The cast features so many big names that a few — Cruz, Pitt, Ruben Blades, even the German star Bruno Ganz — actually occupy rather small supporting roles. Michael Fassbender's passive performance creates something of a hole in the middle of the picture, which really needs a stronger presence than he can supply.

As the eccentric, mercurial Reiner, Javier Bardem provides probably the best acting in the film, creating a really compelling character, perhaps the one person who needs more screen time. The other strong presence is the stunningly beautiful Cameron Diaz, Reiner's mistress, who blithely orchestrates her own devious scheme and demonstrates a previously hidden depth and versatility.

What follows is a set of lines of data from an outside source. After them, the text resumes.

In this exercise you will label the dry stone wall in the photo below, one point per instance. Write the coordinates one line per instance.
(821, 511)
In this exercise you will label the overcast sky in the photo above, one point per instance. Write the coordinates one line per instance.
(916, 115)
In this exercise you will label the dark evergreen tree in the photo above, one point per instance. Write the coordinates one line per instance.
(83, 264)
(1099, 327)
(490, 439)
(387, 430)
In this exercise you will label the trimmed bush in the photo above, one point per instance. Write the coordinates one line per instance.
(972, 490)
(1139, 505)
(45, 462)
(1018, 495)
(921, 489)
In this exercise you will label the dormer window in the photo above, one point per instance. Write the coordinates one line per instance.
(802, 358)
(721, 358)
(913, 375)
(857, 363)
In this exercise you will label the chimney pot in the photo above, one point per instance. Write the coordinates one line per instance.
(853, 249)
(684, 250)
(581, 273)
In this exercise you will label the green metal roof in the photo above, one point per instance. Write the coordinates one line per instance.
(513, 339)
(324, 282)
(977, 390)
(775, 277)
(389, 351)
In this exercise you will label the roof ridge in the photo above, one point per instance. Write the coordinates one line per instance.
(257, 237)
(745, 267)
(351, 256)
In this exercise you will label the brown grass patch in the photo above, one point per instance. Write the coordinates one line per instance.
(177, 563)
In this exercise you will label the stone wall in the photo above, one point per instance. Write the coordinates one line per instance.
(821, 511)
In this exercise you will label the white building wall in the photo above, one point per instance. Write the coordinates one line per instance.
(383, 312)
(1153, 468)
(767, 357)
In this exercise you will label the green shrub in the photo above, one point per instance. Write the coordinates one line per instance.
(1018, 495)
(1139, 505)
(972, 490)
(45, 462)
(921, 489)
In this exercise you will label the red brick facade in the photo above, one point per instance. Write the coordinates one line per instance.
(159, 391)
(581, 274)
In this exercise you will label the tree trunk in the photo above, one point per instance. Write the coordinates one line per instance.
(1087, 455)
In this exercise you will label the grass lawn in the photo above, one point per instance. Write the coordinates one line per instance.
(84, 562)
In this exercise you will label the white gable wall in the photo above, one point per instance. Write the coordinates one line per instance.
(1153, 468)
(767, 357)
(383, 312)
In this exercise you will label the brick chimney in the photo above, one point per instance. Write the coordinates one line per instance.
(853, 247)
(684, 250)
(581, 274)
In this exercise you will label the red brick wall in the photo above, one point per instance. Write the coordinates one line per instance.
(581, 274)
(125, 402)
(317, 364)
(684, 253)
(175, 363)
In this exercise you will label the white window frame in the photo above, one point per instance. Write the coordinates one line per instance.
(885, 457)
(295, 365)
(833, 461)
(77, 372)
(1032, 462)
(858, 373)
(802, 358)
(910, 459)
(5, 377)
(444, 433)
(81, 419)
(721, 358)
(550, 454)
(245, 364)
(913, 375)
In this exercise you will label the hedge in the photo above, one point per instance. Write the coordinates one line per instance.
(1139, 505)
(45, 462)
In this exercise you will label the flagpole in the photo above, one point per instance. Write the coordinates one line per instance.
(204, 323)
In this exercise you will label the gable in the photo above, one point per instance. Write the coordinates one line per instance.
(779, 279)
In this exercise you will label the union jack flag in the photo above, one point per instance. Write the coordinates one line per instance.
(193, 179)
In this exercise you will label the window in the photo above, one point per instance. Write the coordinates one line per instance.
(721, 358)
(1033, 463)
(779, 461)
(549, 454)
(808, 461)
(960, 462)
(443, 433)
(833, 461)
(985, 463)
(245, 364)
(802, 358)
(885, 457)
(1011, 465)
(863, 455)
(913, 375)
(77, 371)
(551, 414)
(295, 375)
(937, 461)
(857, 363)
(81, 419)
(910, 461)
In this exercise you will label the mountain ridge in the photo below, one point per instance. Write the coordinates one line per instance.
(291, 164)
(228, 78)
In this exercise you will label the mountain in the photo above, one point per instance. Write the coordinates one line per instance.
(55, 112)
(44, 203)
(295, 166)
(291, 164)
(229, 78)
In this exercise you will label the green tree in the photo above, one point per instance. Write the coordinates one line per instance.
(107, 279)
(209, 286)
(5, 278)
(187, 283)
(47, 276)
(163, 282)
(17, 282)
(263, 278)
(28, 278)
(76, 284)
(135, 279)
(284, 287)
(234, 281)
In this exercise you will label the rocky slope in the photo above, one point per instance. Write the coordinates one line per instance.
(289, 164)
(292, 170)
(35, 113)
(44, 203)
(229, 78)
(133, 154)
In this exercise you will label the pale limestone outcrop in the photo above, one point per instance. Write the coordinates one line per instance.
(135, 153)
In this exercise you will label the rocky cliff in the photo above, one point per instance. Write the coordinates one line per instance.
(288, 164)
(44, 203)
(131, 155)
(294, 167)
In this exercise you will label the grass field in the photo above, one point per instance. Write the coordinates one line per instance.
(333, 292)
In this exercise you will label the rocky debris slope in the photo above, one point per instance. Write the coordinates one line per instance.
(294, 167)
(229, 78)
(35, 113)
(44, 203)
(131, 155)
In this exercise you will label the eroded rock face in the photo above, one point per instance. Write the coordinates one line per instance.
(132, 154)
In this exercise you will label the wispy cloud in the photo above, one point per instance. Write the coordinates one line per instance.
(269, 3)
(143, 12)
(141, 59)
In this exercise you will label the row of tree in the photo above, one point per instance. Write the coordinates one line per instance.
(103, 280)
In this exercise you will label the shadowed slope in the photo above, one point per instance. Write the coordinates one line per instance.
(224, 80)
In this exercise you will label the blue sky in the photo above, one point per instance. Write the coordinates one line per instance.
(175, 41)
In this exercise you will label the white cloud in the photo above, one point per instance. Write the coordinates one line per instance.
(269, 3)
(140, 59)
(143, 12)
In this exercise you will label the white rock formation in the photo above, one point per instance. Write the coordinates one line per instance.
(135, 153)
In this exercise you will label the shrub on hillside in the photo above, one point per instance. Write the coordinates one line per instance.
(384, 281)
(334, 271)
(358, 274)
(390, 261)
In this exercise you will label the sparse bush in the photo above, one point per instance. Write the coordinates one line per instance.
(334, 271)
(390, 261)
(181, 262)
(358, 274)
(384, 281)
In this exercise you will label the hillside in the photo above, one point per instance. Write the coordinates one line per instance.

Among all the intercutting and violence, the surprisingly talky script explores some strange territory, with dialogue that must be the work of Cormac McCarthy, some of it quite funny, much of it aspiring to some understated philosophizing. Both Reiner and Westray caution the counselor about the danger of his endeavor, but also indulge in some personal moralizing; Westray, in particular, suggests a kind of Heisenberg principle, in which the observer of a terrible crime becomes a participant in the act. Bruno Ganz, as a diamond dealer, expatiates eloquently on the mystical symbolism of the gems he sells.

All of the counselor's advisors — not only Reiner and Westray, but also in one brief scene, the Mexican chief of a drug cartel — speak to him about the choices he makes and the consequences of his actions. Enough Existentialism permeates the picture to thicken the air of a Parisian café, and enough despair to please any of its habitués.